No episódio “Buda”, a ideia era apresentar a biografia de mestres com base, sobretudo, em arquivos históricos. “Sanga” retrata comunidades budistas das escolas Terra Pura, Zen e Tibetana – incluindo o CEBB Caminho do Meio. Já o episódio Darma foi, para todos da equipe, o mais difícil de completar.
“Espero que essa trilogia tenha o poder de ajudar a favorecer o diálogo entre as tradições vivas em diferentes partes do mundo, voltadas para o benefício das pessoas como uma expressão da mente do coração e da energia de Chenrezig, o Buda da Compaixão. Como surgir um coração que atende a todas as linhagens?
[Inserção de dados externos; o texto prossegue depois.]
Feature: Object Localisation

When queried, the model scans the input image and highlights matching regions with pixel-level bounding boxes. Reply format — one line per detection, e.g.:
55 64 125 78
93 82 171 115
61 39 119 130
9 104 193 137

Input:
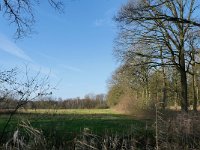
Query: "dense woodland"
108 0 200 112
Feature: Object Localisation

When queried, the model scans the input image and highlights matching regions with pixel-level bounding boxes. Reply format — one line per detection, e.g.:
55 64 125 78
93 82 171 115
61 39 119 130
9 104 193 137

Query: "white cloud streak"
0 35 32 62
62 65 82 72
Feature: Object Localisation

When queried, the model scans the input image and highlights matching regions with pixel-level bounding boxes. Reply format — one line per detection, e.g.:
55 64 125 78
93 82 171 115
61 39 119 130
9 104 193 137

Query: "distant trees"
115 0 200 112
18 94 108 110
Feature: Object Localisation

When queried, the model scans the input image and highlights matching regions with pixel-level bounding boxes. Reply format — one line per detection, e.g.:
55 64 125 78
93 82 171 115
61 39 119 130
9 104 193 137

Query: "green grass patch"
0 109 152 146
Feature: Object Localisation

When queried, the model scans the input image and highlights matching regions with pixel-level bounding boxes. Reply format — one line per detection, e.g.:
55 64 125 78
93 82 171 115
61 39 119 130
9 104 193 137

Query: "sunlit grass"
19 109 121 115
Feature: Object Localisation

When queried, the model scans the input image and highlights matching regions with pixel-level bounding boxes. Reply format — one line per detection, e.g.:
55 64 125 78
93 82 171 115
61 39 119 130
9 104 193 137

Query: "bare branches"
2 0 64 39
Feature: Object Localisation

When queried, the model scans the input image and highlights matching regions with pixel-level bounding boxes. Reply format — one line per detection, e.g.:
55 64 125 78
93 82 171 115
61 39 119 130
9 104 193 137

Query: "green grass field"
0 109 152 148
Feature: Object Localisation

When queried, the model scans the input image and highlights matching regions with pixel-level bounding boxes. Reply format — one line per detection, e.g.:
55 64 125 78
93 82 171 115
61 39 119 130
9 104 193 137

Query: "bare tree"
0 68 53 143
116 0 199 112
1 0 64 39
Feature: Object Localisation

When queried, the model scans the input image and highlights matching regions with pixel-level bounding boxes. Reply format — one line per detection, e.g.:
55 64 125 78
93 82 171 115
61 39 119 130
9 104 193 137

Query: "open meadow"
0 109 153 149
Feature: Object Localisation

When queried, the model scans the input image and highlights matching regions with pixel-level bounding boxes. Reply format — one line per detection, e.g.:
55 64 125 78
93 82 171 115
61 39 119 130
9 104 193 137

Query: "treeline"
108 0 200 112
0 94 108 109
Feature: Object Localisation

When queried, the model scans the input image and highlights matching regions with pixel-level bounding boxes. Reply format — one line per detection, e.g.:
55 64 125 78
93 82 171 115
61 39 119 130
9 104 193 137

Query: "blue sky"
0 0 125 98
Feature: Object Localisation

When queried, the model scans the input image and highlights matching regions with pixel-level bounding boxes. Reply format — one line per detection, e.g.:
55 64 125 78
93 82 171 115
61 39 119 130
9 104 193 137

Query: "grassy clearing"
0 109 152 143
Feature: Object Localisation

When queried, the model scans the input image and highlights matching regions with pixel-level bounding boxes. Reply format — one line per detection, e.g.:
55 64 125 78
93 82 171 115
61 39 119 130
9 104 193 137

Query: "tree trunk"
180 63 188 112
160 48 167 109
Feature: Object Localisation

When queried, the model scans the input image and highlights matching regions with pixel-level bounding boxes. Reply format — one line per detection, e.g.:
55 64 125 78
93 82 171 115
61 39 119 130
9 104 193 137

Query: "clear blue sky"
0 0 125 98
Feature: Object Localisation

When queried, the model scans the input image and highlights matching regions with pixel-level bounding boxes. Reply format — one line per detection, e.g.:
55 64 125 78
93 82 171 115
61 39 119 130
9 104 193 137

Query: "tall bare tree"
116 0 200 112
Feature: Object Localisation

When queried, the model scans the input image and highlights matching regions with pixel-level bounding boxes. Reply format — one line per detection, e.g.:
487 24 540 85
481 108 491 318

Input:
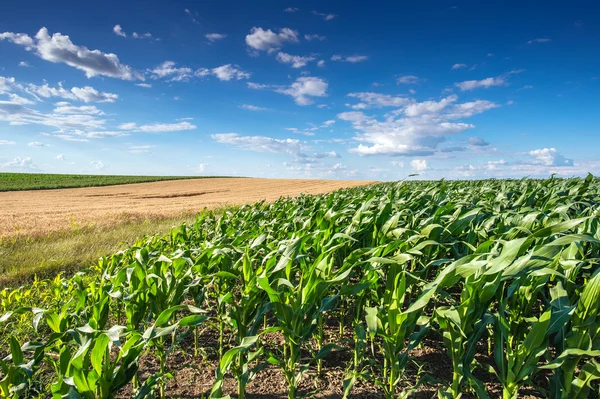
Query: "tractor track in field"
0 178 374 238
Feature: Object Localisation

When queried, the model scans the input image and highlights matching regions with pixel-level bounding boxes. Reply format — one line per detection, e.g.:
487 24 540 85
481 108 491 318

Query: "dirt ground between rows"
0 178 373 237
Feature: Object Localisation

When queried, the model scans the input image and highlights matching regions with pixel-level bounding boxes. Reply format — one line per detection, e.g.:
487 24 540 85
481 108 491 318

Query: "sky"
0 0 600 180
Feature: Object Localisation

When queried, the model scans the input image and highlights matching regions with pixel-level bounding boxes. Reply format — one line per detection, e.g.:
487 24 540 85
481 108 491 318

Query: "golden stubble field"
0 178 373 238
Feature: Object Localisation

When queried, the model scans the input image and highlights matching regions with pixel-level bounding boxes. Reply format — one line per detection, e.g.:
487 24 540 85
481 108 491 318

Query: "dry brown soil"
0 178 372 237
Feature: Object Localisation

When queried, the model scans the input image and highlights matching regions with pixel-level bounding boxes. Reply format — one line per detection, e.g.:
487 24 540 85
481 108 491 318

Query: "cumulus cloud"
131 32 152 39
0 157 38 170
0 27 144 80
90 161 106 169
338 93 497 156
454 70 522 91
212 64 250 80
113 25 127 37
528 148 573 166
149 61 194 82
396 75 421 85
0 101 106 131
469 137 490 147
24 83 119 103
404 94 458 116
0 32 35 51
312 10 337 21
410 159 429 172
211 133 304 154
275 76 329 105
276 51 315 68
347 92 410 109
54 101 104 115
331 54 369 64
129 145 156 155
456 76 506 91
204 33 227 43
119 121 197 133
150 61 250 82
527 38 552 44
240 104 269 112
304 33 326 42
246 27 298 52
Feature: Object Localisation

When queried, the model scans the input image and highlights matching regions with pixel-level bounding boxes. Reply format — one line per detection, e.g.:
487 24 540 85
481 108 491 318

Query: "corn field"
0 176 600 399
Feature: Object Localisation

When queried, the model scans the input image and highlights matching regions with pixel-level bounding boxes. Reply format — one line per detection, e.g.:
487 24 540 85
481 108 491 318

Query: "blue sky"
0 1 600 180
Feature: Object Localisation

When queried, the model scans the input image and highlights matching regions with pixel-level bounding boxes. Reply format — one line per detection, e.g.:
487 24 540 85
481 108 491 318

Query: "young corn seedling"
365 261 427 399
0 337 44 399
258 250 351 399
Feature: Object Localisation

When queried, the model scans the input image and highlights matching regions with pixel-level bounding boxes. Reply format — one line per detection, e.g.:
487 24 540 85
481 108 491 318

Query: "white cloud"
331 54 369 64
90 161 105 169
119 121 197 133
456 76 506 91
312 10 337 21
54 101 104 115
247 82 271 90
454 69 523 91
149 61 194 82
129 145 156 155
528 148 573 166
24 83 119 103
396 75 421 85
240 104 268 112
8 93 34 105
0 32 35 51
183 8 200 25
527 38 552 44
469 137 490 147
0 27 144 80
212 64 250 80
276 51 315 68
246 27 298 52
211 133 303 154
348 92 410 109
131 32 152 39
404 94 458 116
150 61 250 82
304 33 326 41
275 76 329 105
0 101 105 131
410 159 429 172
204 33 227 43
338 93 497 156
113 25 127 37
0 157 38 170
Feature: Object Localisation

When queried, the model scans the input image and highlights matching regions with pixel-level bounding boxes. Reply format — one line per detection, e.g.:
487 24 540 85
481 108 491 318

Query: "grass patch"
0 173 238 191
0 213 206 288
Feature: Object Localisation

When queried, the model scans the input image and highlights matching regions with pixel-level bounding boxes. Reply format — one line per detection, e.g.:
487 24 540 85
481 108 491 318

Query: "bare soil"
0 178 373 238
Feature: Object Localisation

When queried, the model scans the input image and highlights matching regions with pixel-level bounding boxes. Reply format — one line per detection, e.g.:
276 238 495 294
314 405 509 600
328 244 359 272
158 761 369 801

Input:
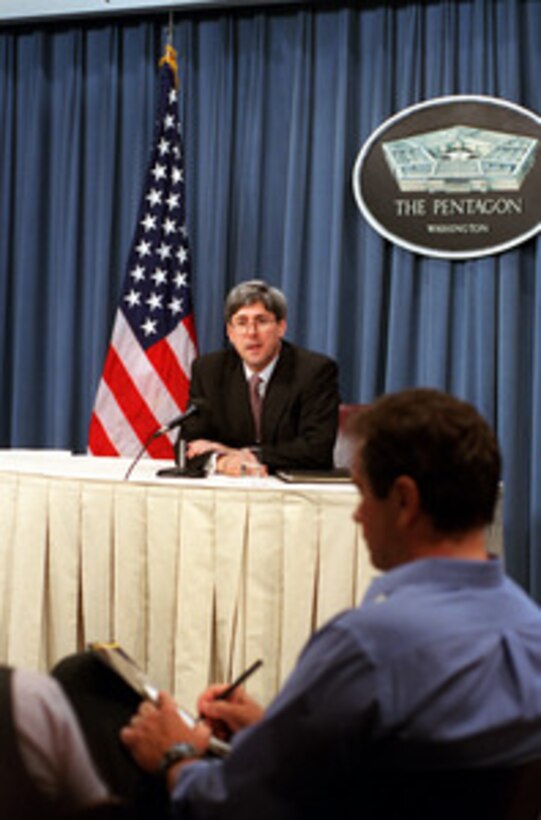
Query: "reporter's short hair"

Então, esse interesse atual do Japão em conhecer o desenvolvimento do budismo no Brasil reforça a visão de ampliação de Moriyama Roshi. Isso explica a foto dele apontado para uma xícara de café com a bandeira do Brasil. Acho que não devemos abandonar os mantras entoados nas cavernas do Tibete, mas o Darma é ensinado em português. Deve-se, então, operar numa visão complementar. Ajudar todas as tradições a ajudarem umas às outras”, aspira o Lama Padma Samten, um dos personagens do filme.
Há 21 anos, quando Sugao comunicou sua decisão de ser pintor, seu pai contraiu uma úlcera. Passou anos sem aceitar essa escolha. Durante a pré-estreia do episódio “Buda”, em Kyoto, em junho de 2017, ele lançou um crowdfunding no Japão, para ajudar na continuidade das Três Joias. Depois de assistir à exibição, seu pai começou a ajudar, convidando parentes e amigos para aderir à campanha. Para Rev. Sugao, foi uma grande surpresa ser reconhecido pelo pai pelo seu trabalho como artista, inclusive como pintor, após tantos anos. Em março deste ano, apenas nove meses depois, o pai de Sugao faleceu.